De acordo com este autor, o Direito Canónico simboliza o direito dos cristãos, tal como comummente designado de direito normativo da Igreja Católica. Do grego kanoon, que significa «regra», foi empregue durante os primeiros tempos da instituição católica, nomeadamente durante o período da Idade Média, para designar as decisões decorrentes dos concílios papais (cf. p. 133), que rapidamente se disseminariam pelo continente europeu e que vieram a sustentar a base de afirmação do seu poder. Atentemos, por isso, nos seus princípios legitimadores:

i. O caráter ecuménico da Igreja – o Cristianismo apresenta-se ao Homem como a única verdadeira religião universalista. Numa Europa repartida por entre regimes feudais, fechados entre si e representados, regra geral, por um regime jurídico de natureza consuetudinária, tal assunção conferiu-lhe um caráter mais uniforme e unitário direcionado às comunidades de então;

ii.
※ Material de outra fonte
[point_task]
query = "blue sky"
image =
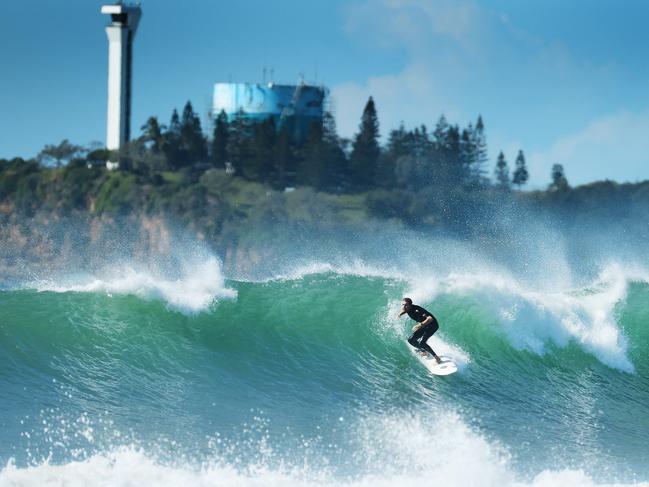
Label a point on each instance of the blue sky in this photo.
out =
(567, 82)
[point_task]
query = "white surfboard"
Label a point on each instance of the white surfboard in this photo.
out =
(446, 367)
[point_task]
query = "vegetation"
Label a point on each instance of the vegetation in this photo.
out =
(252, 174)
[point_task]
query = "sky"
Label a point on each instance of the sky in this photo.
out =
(566, 82)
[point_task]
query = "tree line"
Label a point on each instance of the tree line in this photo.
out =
(449, 158)
(446, 157)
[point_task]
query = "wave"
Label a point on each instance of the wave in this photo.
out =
(531, 317)
(198, 284)
(388, 450)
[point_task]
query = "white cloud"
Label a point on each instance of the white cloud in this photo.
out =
(410, 96)
(462, 59)
(606, 148)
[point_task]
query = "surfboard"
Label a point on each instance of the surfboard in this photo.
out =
(447, 366)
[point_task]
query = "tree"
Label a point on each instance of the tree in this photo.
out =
(502, 173)
(521, 175)
(365, 149)
(480, 157)
(219, 149)
(58, 154)
(239, 147)
(152, 134)
(261, 163)
(192, 141)
(171, 142)
(559, 181)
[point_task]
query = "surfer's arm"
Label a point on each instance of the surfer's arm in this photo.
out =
(426, 321)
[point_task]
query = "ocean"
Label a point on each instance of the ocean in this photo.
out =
(301, 375)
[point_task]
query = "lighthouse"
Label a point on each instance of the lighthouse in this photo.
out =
(121, 33)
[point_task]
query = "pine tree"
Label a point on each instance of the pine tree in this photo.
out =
(481, 157)
(502, 173)
(219, 149)
(171, 142)
(365, 149)
(264, 136)
(152, 134)
(312, 170)
(521, 175)
(283, 160)
(239, 142)
(335, 161)
(192, 141)
(559, 181)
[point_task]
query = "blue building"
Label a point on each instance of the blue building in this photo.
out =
(294, 107)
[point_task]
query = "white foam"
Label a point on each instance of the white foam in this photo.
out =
(428, 449)
(531, 318)
(199, 283)
(356, 267)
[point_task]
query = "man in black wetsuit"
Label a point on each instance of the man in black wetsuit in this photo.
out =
(426, 327)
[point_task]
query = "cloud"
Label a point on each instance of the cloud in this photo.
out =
(463, 59)
(409, 96)
(610, 147)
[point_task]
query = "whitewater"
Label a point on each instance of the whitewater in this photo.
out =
(300, 374)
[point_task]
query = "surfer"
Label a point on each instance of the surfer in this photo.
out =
(424, 329)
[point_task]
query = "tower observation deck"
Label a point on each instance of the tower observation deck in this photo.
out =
(121, 33)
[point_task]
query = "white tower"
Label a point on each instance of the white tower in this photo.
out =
(121, 32)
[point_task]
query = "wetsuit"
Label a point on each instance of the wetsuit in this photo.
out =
(422, 334)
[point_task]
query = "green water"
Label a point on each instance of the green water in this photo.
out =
(312, 375)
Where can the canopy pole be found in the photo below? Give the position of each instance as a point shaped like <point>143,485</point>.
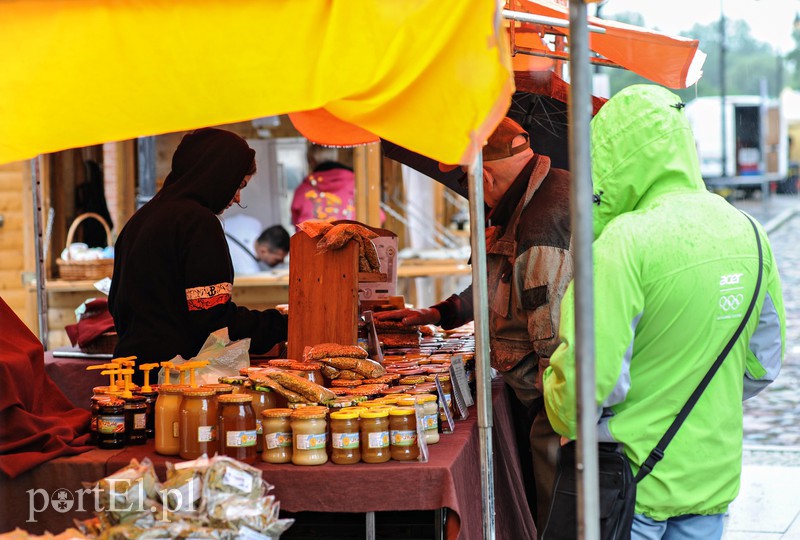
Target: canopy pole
<point>41,294</point>
<point>580,111</point>
<point>480,301</point>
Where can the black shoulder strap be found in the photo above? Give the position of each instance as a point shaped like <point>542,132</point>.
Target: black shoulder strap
<point>658,452</point>
<point>235,241</point>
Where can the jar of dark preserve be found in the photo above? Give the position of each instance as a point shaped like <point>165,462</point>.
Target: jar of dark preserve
<point>111,424</point>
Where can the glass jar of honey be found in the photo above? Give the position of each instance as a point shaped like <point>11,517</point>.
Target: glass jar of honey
<point>263,399</point>
<point>345,439</point>
<point>150,402</point>
<point>198,423</point>
<point>277,435</point>
<point>167,426</point>
<point>375,435</point>
<point>236,428</point>
<point>403,434</point>
<point>136,419</point>
<point>310,434</point>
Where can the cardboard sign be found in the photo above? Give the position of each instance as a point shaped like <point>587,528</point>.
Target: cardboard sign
<point>444,410</point>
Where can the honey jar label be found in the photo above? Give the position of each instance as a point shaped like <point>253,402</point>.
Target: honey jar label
<point>111,424</point>
<point>345,440</point>
<point>206,433</point>
<point>430,421</point>
<point>278,439</point>
<point>378,439</point>
<point>315,441</point>
<point>404,437</point>
<point>238,439</point>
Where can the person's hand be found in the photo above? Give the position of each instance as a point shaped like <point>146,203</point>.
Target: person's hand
<point>410,317</point>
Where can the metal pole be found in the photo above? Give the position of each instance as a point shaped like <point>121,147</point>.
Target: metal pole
<point>580,106</point>
<point>723,92</point>
<point>480,301</point>
<point>41,293</point>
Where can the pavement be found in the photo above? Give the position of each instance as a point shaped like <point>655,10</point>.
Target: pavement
<point>768,505</point>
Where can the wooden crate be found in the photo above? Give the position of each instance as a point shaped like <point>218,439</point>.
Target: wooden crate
<point>323,295</point>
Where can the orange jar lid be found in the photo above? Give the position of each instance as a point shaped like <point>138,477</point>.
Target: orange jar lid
<point>172,388</point>
<point>277,413</point>
<point>309,413</point>
<point>235,398</point>
<point>198,392</point>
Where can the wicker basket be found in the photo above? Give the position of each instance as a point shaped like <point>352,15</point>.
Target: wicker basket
<point>77,270</point>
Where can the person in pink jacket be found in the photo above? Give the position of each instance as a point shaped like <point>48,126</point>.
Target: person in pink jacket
<point>328,192</point>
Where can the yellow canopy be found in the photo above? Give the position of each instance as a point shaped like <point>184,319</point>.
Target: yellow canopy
<point>432,76</point>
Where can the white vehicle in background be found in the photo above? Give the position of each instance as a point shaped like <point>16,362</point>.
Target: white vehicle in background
<point>756,141</point>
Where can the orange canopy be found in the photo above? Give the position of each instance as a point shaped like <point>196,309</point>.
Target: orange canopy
<point>672,61</point>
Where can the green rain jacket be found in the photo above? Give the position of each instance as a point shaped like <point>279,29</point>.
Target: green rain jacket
<point>675,268</point>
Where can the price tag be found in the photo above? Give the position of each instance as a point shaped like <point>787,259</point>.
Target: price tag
<point>443,408</point>
<point>459,376</point>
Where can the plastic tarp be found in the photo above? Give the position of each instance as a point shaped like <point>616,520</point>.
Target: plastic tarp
<point>431,76</point>
<point>672,61</point>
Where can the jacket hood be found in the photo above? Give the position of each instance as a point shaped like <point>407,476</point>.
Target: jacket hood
<point>642,147</point>
<point>208,166</point>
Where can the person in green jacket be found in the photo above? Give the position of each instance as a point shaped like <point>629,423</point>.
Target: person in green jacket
<point>675,267</point>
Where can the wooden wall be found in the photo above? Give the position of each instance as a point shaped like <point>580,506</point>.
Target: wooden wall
<point>16,240</point>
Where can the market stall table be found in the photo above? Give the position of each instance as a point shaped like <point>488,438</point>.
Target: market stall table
<point>451,479</point>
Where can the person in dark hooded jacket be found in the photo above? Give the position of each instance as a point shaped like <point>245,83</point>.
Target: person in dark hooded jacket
<point>173,275</point>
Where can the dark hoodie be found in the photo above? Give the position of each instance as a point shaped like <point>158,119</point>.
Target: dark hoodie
<point>173,275</point>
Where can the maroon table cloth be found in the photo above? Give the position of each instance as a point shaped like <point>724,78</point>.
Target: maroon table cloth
<point>451,479</point>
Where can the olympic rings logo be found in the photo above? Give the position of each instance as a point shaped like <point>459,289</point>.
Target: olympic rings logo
<point>731,302</point>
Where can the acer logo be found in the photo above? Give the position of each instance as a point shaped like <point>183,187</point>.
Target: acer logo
<point>730,279</point>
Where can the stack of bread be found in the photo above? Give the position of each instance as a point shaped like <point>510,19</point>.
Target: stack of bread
<point>395,334</point>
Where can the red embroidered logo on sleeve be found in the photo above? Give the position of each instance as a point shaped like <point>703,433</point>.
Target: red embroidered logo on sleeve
<point>208,296</point>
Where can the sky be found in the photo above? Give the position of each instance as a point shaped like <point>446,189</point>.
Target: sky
<point>770,21</point>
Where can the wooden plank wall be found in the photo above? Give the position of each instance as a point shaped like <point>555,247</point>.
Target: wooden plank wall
<point>16,237</point>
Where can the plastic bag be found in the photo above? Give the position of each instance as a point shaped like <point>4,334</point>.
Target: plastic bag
<point>225,359</point>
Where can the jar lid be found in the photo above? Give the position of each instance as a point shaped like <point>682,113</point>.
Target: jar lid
<point>235,398</point>
<point>112,402</point>
<point>309,413</point>
<point>281,412</point>
<point>345,415</point>
<point>375,412</point>
<point>172,388</point>
<point>238,381</point>
<point>219,388</point>
<point>199,392</point>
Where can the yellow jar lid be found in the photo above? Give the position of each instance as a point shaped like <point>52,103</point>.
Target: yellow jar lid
<point>235,398</point>
<point>345,415</point>
<point>280,412</point>
<point>198,392</point>
<point>375,413</point>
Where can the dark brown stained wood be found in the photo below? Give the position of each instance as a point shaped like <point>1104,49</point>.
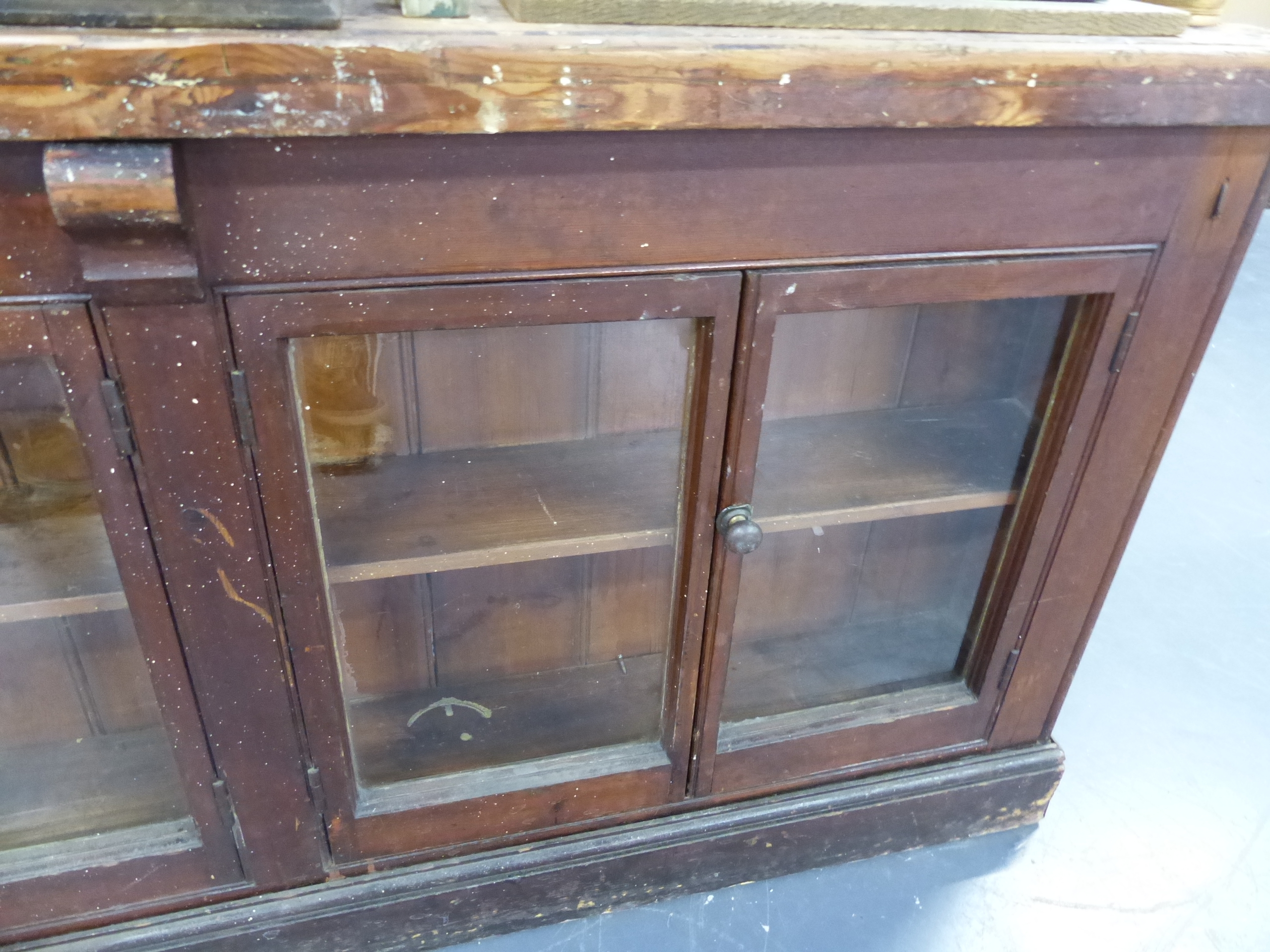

Pilar do Direito Civil Moderno – pela primazia na regência de determinados domínios do direito privado, sobressaindo, entre estes, litígios relativos ao casamento ou divórcio; iii. Único Direito escrito, comentado e analisado durante grande parte da Idade Média – a partir

do séc. XII foi empreendida uma redação, mais ou menos sistemática, do Direito Canónico potenciada pelo surgimento das primeiras Universidades, cujos académicos contribuiriam para a compilação e codificação de toda uma série de normas e de regulamentos eclesiásticos, dando início a uma prática sistematizada que perdurou no tempo à atualidade; iv. Modelo de referência em trabalhos doutrinais – assumindo-se como um documento preferencial de consulta, visando a produção científica, porquanto a sua existência como Direito escrito e erudito, muito antes do Direito laico, acabou por vir a exercer enorme influência na constituição deste último (cf. pp. 134-135).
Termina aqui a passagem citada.